No one would ever imagine that the vibrant, smart, and attractive Stacey had a childhood from hell. After all, with God-fearing, house-proud, and hardworking adoptive parents, she appeared to beat the odds. But her mother was tyrannical, and her father turned a blind eye to the years of abuse his wife heaped on their love-starved little girl.
Now in her beautiful memoir, Stacey links her experience to the legacy of American slavery and successfully frames her understanding of why her good adoptive parents did terrible things to her by realizing they had terrible things done to them.
Editorials
Kirkus Reviews
"Carefully reasoned and powerfully emotional."
Library Journal
"A riveting tale...touching and instructive; the style penetrating and effective."
The Philadelphia Tribune
"An astonishing coming-of-age story.... Patton's triumphant story will inspire African Americans to reconsider their treatment of children and their histories and be moved to better understand themselves."
Library Journal
Journalist Patton (African American & U.S. history, Montclair State Univ.) serves up a riveting tale of anguish and ultimate triumph in this victim's account of a torturous childhood that is a testimony to the power of perseverance. In painstaking detail, she describes her fate and the brutality of those who perpetrated unspeakable cruelty against her. Her powerful story is, however, persistently haunted by an imposed analysis it could have done without.
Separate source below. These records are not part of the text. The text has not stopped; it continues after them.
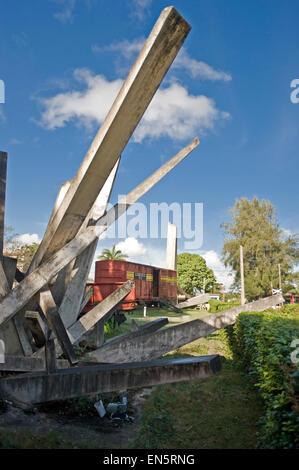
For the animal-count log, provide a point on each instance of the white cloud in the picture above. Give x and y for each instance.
(195, 68)
(24, 239)
(286, 232)
(2, 115)
(177, 114)
(86, 107)
(132, 247)
(127, 49)
(223, 274)
(198, 68)
(173, 112)
(66, 13)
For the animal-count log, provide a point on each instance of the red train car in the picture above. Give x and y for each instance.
(151, 283)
True, the sad tale of an abused child helpless before her adoptive parents and a system that failed her is a compelling one. But Patton evokes a parallel narrative in her explication of her experience: that of African American slavery and its legacy. It is an unfortunate parallel, constantly present, explaining away every incomprehensible deed and human frailty. The story is nonetheless touching and instructive; the style, penetrating and effective enough to warrant adult readers' time and attention. The language is shocking at times, though the shock is always intended. Recommended for large public libraries.